NEW YORK - After months of flirting with politics, Donald Trump said today he won't run for president, choosing to stick with hosting "The Celebrity Apprentice" over entering the race for the Republican nomination.

The reality TV star and real estate magnate made his announcement at a Manhattan hotel as NBC, which airs his show, rolled out its fall lineup.

He's spent the past few months weighing whether to seek the presidency, delivering speeches to national GOP groups, traveling to early primary states like New Hampshire and criticizing President Barack Obama from afar.

http://bostonherald.com.nyud.net/news/us_politics/view.bg?articleid=1338400


----------



## justanotherparatrooper (Aug 27, 2006)

OK hers my 2 cents
-he got Obama to prove his birth
-he got alot of discussion going
- Im glad he isnt running...too much a RINO


----------



## kwflatbed (Dec 29, 2004)

There is nothing that says he will not keep stirring the pot.


----------



## Eagle13 (Jun 12, 2008)

So does that me Donald now says...Donald you're fired?
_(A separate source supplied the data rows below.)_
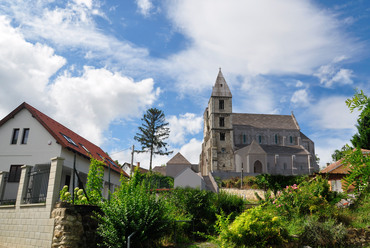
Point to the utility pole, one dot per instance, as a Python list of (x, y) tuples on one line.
[(132, 160)]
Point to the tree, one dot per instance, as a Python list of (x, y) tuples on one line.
[(339, 154), (152, 134), (361, 102)]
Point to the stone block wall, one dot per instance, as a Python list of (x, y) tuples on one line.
[(248, 194), (75, 226)]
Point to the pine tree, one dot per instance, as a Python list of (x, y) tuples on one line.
[(152, 133)]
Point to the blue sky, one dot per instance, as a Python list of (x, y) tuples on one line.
[(96, 66)]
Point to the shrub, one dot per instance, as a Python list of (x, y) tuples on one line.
[(229, 204), (133, 209), (94, 186), (195, 205), (322, 234), (255, 227)]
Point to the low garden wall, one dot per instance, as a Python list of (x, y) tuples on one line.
[(74, 226), (248, 194)]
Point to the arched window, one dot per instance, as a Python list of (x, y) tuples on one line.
[(257, 167)]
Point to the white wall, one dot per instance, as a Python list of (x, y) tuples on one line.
[(37, 149)]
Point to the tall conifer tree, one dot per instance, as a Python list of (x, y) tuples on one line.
[(152, 133)]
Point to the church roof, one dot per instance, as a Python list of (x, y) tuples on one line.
[(221, 88), (276, 149), (265, 121), (179, 159)]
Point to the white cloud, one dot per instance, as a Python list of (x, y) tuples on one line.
[(87, 104), (254, 38), (72, 25), (192, 150), (330, 74), (183, 125), (91, 102), (300, 98), (332, 113), (144, 6), (25, 68)]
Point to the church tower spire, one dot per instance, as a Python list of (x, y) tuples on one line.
[(221, 89), (217, 148)]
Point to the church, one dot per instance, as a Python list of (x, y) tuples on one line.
[(251, 143)]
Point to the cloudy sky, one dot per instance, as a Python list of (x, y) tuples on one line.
[(96, 66)]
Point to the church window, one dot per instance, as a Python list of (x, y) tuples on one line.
[(221, 104), (222, 121)]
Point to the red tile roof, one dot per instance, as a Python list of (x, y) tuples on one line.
[(66, 137), (338, 167)]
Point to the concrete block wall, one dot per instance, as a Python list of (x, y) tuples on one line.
[(30, 225)]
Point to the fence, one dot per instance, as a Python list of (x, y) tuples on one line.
[(37, 184)]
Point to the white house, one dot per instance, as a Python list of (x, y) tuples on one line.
[(29, 137)]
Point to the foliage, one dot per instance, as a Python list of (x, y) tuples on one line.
[(339, 154), (152, 134), (255, 227), (362, 138), (312, 197), (277, 182), (359, 166), (156, 180), (358, 101), (360, 211), (133, 209), (195, 205), (94, 186), (229, 204), (322, 234)]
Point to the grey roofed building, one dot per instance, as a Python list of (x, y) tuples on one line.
[(254, 143)]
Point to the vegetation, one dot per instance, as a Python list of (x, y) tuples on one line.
[(94, 186), (133, 210), (152, 134)]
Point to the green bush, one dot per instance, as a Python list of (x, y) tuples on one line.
[(255, 227), (195, 205), (94, 186), (322, 234), (229, 204), (133, 209)]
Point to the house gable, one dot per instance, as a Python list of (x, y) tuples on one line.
[(65, 137)]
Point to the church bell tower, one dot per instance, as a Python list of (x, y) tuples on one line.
[(217, 147)]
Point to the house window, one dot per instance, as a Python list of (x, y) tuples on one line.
[(221, 104), (15, 136), (26, 131), (15, 173), (69, 139), (222, 121)]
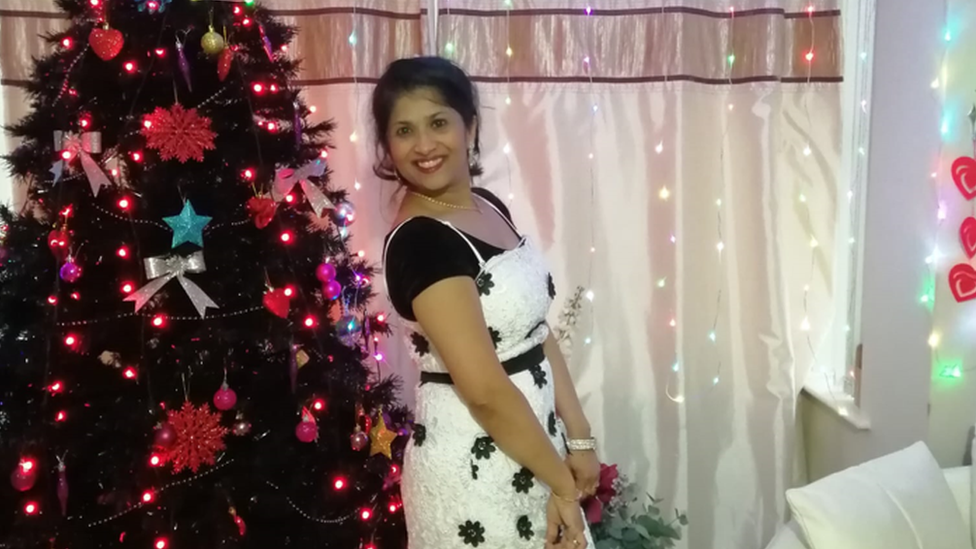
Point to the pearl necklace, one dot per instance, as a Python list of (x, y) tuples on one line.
[(444, 204)]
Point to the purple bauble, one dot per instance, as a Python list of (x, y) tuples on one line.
[(70, 271), (225, 398), (331, 289), (307, 431), (325, 272), (358, 440), (165, 436)]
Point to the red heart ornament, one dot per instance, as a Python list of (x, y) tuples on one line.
[(962, 282), (964, 175), (59, 243), (262, 210), (224, 63), (277, 302), (106, 42), (967, 233)]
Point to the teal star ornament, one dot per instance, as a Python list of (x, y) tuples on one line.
[(188, 226)]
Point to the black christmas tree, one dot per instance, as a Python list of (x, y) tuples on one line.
[(186, 347)]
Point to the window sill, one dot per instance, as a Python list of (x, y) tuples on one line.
[(840, 403)]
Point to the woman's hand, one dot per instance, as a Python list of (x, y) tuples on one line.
[(568, 515), (585, 467)]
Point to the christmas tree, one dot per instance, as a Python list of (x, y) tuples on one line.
[(187, 354)]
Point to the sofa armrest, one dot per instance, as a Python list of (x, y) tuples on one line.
[(959, 482)]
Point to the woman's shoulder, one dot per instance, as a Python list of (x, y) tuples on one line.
[(418, 231), (493, 199)]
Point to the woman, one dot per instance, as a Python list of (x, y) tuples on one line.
[(486, 466)]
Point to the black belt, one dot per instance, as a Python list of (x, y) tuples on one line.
[(533, 357)]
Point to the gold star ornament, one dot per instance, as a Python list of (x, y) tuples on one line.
[(381, 438)]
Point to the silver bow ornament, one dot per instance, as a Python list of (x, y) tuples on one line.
[(161, 269), (286, 178), (83, 146)]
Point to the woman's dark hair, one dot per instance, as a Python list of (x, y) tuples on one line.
[(407, 75)]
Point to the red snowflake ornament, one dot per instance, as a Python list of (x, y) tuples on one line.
[(199, 436), (178, 133)]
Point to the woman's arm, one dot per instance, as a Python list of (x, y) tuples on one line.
[(567, 402), (450, 313)]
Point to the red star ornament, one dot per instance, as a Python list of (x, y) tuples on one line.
[(178, 133), (199, 436)]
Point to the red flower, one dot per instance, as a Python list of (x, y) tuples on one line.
[(605, 492)]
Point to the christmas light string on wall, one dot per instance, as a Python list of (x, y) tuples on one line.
[(72, 340)]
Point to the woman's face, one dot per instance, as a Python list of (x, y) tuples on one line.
[(428, 142)]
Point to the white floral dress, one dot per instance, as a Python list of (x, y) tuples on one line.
[(460, 490)]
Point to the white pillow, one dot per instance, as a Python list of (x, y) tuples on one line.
[(899, 501)]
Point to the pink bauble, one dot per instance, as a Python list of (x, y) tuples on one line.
[(331, 289), (70, 271), (23, 478), (358, 440), (307, 431), (325, 272), (165, 436), (225, 398)]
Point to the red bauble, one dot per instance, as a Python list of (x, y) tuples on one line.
[(307, 430), (24, 475), (225, 398), (165, 436), (277, 302), (106, 42), (358, 440), (325, 272), (224, 63), (262, 209)]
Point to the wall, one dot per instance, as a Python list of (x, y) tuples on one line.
[(954, 399), (900, 226)]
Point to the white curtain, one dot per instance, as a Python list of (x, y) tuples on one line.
[(680, 168)]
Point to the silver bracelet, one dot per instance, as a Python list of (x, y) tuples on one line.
[(581, 444)]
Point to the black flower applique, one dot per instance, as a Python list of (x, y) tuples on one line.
[(538, 376), (420, 344), (472, 533), (483, 447), (524, 526), (484, 283), (419, 434), (523, 481), (496, 336)]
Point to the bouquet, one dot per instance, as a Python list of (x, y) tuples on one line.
[(617, 522)]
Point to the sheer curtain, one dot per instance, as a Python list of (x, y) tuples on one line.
[(679, 161)]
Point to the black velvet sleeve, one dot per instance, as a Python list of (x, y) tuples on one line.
[(422, 252)]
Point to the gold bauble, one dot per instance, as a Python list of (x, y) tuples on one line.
[(212, 43)]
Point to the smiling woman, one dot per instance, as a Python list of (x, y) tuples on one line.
[(474, 294)]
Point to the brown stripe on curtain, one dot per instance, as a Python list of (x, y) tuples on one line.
[(644, 45)]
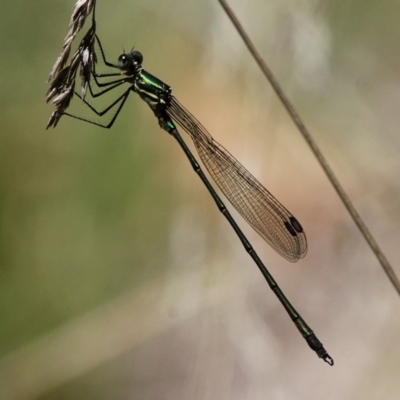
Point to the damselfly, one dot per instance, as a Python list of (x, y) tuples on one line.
[(255, 203)]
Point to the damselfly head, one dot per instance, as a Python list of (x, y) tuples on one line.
[(127, 61)]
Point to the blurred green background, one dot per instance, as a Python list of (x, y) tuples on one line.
[(119, 278)]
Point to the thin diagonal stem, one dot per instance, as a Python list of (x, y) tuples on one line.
[(314, 148)]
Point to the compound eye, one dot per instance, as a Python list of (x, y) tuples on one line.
[(137, 57), (124, 61)]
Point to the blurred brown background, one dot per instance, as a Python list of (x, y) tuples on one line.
[(120, 279)]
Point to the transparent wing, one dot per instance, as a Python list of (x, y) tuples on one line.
[(257, 205)]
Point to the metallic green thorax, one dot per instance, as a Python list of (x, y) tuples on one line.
[(157, 95)]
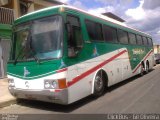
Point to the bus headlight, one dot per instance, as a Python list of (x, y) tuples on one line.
[(11, 83), (54, 84)]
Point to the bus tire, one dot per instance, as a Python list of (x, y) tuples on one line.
[(99, 84), (147, 67)]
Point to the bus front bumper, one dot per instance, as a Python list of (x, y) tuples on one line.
[(48, 95)]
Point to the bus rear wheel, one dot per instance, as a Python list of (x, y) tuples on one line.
[(99, 85)]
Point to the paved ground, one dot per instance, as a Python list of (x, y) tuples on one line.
[(136, 95)]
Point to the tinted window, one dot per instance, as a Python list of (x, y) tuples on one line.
[(110, 34), (123, 37), (74, 21), (139, 40), (145, 41), (75, 39), (132, 39), (150, 42), (94, 30)]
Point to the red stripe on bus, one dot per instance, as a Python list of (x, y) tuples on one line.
[(83, 75), (61, 70), (144, 60)]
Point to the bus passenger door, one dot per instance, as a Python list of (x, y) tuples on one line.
[(74, 36)]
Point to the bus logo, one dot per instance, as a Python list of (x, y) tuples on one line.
[(26, 72)]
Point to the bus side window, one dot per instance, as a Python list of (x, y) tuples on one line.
[(75, 42)]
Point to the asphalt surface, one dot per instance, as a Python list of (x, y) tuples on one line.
[(135, 95)]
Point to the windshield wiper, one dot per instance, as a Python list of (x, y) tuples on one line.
[(21, 51), (27, 45), (32, 48)]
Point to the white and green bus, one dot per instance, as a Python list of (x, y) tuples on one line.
[(62, 54)]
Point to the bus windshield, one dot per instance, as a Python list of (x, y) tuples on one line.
[(42, 39)]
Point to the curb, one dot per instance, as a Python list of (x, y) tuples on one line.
[(8, 102)]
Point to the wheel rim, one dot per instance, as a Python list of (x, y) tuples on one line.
[(98, 83)]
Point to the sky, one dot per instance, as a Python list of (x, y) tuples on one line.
[(143, 15)]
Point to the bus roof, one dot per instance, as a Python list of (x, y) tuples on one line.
[(49, 9)]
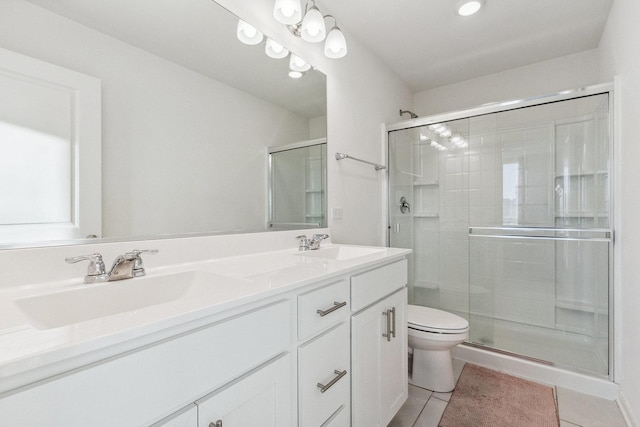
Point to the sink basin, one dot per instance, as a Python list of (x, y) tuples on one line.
[(340, 253), (105, 299)]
In a way I hope he does stir the pot and cause trouble for Obama pointing out the little stupid shit that doesn't matter to the hardcore D voters, but might sway the retarded sheep on the fence. Things you wouldn't want your candidate doing, gambling with their own campaign image. An attack dog, but your neighbors attack dog.


----------



## kwflatbed (Dec 29, 2004)

"The Donald" Changes Party Affiliation; Leaves Door Open for 2012 Run

Jake Gibson | December 23, 2011 
Donald Trump has changed the party affiliation on his New York State voter registration to "unaffiliated," leaving the door open for a 2012 White House run.
"Mr. Trump has done that in order to preserve his right to run as an independent after the finale of his television show "The Apprentice" at the end of May," said Michael Cohen, a Special Counsel to Mr. Trump. "Something's he's stated over the past six months he might elect to do if, in fact, he's not satisfied with who the Republican candidate is and does not believe that that candidate can defeat Obama in 2012."

Read more: "The Donald" Changes Party Affiliation; Leaves Door Open for 2012 Run - Fox News


----------



## LGriffin (Apr 2, 2009)

I saw him interviewed on FOX a while back and he was advised that if he pulled this stunt it would guarantee a win for oDrama. He acted surprised and said that if that was the case, he wouldn't run on a 3rd party ticket.


----------



## CJIS (Mar 12, 2005)

CBS Local 
*Trump Says Presidential Bid Still Possible*
OzarksFirst.com - ‎4 hours ago‎

(Washington DC) -- Donald Trump says he's still not ruling out a run for the presidency. The real estate mogul tells CBS's "Face The Nation" he could jump into the race if he doesn't believe the eventual Republican nominee could beat President Obama.


----------